Scorsese, 80, who directed the controversial “The Last Temptation of Christ” in 1988, met the pontiff on Saturday. He was in Rome with his wife, Helen Morris, to attend a conference called “The Global Aesthetics of the Catholic Imagination,” Variety reported.
“I have responded to the Pope’s appeal to artists in the only way I know how: by imagining and writing a screenplay for a film about Jesus,” Scorsese said during the conference, according to multiple media outlets in Italy. “And I’m about to start making it.”
Martin Scorsese Meets Pope Francis, Announces Film About Jesus – Report https://t.co/ONPYMjNF3M
— Variety (@Variety) May 29, 2023
Variety reported that Antonio Spadaro, the editor of the Jesuit publication La Civiltà Cattolica, which organized the conference, said that a conversation between Scorsese and the pope included shared film references.
Spadaro said that Scorsese was moved by the pontiff’s appeal to “let us see Jesus.”

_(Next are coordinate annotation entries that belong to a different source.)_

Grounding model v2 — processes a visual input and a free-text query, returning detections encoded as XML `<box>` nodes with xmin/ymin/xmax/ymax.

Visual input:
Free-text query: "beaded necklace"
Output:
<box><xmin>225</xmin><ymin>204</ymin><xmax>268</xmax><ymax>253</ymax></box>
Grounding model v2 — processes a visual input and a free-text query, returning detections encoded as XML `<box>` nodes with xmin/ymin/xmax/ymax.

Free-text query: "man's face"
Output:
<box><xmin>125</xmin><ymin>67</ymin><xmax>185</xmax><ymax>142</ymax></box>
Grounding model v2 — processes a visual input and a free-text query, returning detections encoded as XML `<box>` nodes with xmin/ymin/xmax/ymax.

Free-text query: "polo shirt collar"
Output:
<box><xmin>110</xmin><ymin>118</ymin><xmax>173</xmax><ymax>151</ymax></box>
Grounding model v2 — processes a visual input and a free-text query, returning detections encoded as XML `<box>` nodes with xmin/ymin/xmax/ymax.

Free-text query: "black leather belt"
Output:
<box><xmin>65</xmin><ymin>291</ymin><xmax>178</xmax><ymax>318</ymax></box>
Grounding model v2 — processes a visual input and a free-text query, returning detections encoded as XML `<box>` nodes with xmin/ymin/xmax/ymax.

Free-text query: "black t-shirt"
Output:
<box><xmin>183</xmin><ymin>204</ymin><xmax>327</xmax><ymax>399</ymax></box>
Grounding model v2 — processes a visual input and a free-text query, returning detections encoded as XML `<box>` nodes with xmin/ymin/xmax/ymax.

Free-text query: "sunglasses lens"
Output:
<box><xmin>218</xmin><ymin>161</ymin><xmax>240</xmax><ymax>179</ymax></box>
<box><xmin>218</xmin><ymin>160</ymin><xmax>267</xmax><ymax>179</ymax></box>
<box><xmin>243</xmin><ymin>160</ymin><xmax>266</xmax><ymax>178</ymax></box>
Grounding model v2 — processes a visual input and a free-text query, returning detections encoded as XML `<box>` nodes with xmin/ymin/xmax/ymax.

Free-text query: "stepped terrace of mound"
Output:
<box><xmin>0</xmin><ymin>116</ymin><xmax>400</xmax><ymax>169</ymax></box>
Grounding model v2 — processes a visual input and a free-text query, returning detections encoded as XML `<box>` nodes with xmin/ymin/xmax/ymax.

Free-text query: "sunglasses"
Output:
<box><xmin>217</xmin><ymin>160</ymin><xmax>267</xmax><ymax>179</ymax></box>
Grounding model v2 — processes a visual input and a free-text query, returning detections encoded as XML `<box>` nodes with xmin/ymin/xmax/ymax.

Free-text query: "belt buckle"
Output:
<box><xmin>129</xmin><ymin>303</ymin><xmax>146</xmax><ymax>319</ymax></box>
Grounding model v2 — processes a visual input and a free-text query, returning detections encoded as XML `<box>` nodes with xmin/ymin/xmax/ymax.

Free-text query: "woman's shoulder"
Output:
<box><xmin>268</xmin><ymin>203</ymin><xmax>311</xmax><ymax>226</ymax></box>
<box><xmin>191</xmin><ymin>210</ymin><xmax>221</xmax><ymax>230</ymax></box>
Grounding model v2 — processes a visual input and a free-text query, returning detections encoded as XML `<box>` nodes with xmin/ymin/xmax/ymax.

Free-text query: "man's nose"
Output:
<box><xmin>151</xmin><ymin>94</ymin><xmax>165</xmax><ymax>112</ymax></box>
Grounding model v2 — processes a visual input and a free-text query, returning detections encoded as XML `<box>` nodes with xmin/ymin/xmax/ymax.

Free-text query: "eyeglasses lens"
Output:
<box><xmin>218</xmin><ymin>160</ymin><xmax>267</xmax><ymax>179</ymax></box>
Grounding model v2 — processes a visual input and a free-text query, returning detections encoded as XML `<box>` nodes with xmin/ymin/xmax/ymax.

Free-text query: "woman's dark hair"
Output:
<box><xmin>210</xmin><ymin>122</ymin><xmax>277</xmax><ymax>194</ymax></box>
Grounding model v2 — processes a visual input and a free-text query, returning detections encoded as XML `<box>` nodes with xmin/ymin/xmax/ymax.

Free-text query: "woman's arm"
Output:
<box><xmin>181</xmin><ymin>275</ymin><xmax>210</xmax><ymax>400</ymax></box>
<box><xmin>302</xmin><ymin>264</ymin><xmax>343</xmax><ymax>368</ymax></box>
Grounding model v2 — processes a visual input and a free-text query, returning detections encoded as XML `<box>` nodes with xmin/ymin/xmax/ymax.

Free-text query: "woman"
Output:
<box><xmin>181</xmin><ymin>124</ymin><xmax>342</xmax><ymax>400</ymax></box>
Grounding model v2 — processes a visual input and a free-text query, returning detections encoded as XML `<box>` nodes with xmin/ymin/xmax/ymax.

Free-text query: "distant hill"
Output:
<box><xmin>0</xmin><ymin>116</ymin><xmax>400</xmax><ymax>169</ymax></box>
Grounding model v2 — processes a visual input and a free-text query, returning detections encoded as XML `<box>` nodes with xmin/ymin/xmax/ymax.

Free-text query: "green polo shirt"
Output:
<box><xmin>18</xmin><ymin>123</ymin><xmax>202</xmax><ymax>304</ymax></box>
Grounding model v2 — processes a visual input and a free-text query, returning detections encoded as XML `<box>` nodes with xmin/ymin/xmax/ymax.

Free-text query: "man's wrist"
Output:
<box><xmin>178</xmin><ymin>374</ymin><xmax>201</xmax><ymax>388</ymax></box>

Scorsese has been nominated for 14 Academy Awards and won an Oscar as best director for the 2006 film, “The Departed.”
Thank you to Martin #Scorsese for accepting the invitation to join us of La Civiltà Cattolica and Georgetown University - along with his wife and daughter - in the meeting of 40 poets and writers from different Countries with #PopeFrancesco, who said among other things, "This is… pic.twitter.com/yG6bEyo2Wq
— Antonio Spadaro (@antoniospadaro) May 27, 2023
“The Last Temptation of Christ” angered conservative Catholics for its depiction of Jesus as a man torn between God and earthly pleasures, The Guardian reported. The film had a dream sequence in which Jesus has sex with Mary Magdalene, according to the newspaper.
In addition to “The Last Temptation of Christ,” Scorsese has directed 1997′s “Kundun,” about the life of the Dalai Lama; and “Silence,” a 2016 film about Jesuit Christians in 17th-century Japan, Deadline reported.
Scorsese’s manager, Rick Yorn, did not immediately respond to Variety’s request for comment.